Pesantren menjaga kitab kuning bukan karena romantisme masa lalu, melainkan karena di situlah nilai kemanusiaan Islam terjaga. Fikih mengajarkan keadilan sosial, tasawuf menanamkan kelembutan hati, dan ilmu kalam menuntun pada berpikir rasional sekaligus beriman. Maka ketika modernisasi pendidikan menuntut perubahan, pesantren tidak menolak zaman, tetapi berusaha memeluknya dengan hati yang berakar. UU Nomor 18 Tahun 2019 memberi ruang bagi pesantren memperluas fungsi pendidikan, dakwah, dan pemberdayaan masyarakat—sebuah peluang besar untuk menunjukkan bahwa tradisi lama bisa berjalan beriringan dengan visi kemajuan.
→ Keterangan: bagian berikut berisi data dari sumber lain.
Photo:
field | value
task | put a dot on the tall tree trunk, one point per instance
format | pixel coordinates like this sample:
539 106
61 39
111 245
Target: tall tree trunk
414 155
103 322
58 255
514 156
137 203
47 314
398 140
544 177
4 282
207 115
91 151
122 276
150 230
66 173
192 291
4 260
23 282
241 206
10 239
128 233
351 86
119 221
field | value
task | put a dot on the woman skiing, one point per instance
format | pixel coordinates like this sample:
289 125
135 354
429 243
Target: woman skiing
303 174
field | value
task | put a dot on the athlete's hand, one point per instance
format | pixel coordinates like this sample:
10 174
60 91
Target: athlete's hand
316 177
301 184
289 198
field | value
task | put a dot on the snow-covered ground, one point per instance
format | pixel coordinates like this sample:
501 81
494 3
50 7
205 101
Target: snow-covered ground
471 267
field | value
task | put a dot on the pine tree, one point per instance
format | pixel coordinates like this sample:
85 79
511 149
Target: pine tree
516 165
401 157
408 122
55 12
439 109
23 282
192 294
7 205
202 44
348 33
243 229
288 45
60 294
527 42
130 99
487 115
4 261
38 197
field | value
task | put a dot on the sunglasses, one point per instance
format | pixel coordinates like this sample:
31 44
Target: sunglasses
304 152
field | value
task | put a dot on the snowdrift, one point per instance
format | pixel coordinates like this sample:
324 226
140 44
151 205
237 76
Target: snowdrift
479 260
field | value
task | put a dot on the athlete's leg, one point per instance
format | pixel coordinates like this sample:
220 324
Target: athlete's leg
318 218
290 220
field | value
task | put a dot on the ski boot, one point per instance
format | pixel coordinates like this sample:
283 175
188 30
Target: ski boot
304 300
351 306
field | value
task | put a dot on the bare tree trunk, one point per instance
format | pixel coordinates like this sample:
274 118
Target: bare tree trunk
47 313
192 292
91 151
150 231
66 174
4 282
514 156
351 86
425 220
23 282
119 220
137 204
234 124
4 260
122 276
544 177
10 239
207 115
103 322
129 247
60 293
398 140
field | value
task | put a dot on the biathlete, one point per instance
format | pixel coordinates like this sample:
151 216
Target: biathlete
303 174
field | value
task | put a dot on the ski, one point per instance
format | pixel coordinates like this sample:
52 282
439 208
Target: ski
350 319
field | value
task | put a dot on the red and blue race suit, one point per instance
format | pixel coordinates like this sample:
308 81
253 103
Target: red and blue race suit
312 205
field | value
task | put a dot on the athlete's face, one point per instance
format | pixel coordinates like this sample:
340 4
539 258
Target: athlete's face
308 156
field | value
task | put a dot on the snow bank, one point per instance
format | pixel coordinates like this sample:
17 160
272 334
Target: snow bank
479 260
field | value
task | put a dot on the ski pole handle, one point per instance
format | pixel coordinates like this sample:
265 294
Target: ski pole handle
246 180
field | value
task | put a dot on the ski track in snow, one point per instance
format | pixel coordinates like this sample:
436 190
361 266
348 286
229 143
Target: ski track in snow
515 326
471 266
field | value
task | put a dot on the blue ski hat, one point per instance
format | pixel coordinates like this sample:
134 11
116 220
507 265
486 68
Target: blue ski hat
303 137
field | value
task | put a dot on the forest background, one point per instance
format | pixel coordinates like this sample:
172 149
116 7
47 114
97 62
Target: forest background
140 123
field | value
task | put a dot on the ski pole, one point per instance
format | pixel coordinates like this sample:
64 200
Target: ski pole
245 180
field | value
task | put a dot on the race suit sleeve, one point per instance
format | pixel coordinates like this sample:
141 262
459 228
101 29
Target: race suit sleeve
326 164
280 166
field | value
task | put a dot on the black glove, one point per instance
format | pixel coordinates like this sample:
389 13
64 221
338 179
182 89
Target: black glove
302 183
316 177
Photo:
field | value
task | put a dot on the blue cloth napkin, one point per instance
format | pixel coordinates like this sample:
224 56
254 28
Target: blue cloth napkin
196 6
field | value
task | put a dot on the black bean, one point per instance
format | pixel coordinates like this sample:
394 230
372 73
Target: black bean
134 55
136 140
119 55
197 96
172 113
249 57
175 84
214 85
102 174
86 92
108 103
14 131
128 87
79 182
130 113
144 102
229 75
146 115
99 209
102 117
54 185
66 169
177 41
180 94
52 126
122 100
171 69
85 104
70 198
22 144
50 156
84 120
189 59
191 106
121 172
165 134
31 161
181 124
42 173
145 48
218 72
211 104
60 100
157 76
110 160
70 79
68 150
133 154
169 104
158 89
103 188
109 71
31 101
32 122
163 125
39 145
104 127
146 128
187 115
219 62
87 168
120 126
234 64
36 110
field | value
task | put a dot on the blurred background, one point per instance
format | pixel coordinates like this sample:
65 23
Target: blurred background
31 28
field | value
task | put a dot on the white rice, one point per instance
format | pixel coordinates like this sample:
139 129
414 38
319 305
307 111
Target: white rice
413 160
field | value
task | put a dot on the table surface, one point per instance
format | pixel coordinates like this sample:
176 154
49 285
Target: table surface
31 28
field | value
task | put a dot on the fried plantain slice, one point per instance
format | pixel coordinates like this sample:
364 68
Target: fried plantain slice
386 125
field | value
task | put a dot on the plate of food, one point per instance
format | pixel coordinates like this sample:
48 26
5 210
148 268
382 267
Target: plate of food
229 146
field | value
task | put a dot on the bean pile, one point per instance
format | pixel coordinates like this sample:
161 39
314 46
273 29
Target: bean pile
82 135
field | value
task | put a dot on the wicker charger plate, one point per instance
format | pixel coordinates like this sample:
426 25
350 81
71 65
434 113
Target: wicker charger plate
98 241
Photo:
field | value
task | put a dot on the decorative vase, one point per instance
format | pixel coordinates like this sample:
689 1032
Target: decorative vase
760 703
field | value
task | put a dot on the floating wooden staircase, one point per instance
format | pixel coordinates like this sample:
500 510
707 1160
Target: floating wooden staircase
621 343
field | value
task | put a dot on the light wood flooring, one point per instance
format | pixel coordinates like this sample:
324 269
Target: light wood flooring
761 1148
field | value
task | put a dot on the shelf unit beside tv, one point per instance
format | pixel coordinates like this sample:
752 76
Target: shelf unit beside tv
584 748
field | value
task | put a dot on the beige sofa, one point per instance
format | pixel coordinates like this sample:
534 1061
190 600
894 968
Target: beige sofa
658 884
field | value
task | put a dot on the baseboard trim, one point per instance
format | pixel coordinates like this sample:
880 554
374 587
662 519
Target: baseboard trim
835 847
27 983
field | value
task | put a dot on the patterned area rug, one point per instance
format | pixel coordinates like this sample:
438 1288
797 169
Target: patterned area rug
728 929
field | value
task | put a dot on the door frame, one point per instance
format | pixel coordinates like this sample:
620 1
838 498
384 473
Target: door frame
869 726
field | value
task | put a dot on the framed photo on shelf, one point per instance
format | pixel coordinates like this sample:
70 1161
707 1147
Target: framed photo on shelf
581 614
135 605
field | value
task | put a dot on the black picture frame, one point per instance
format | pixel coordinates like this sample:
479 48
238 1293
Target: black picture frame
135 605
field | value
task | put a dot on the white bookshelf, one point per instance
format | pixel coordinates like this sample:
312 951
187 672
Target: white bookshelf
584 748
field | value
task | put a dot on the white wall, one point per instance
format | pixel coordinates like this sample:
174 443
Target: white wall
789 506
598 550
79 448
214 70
Namun, kitab kuning tak akan berarti tanpa jiwa yang menerangi. Para kiai mengingatkan, ilmu tanpa adab hanyalah debu yang berterbangan. Seperti pesan Ibn Atha’illah as-Sakandari: “Man asyraqat bidāyatuhu asyraqat nihāyatuhu.” Barang siapa awalnya bercahaya, akhirnya pun akan bercahaya. Masa depan pesantren ada di tangan santri yang menjaga cahaya itu. Menulisnya ulang dalam konteks zaman, namun tetap berpegang pada akarnya—bahwa ilmu sejati adalah yang menumbuhkan kedamaian, bukan kekuasaan. Dan selama cahaya kitab kuning terus menyala, pesantren akan tetap menjadi rumah bagi cinta dan kemanusiaan.

Pada akhirnya, pesantren bukan hanya tempat belajar agama, melainkan ruang menempa kemanusiaan. Di sana, cinta dan ilmu bertemu, membentuk wajah Islam yang teduh dan ramah. Selama ruh adab dan kasih sayang terus terjaga, pesantren akan tetap menjadi lentera yang menuntun bangsa di tengah gemerlapnya zaman.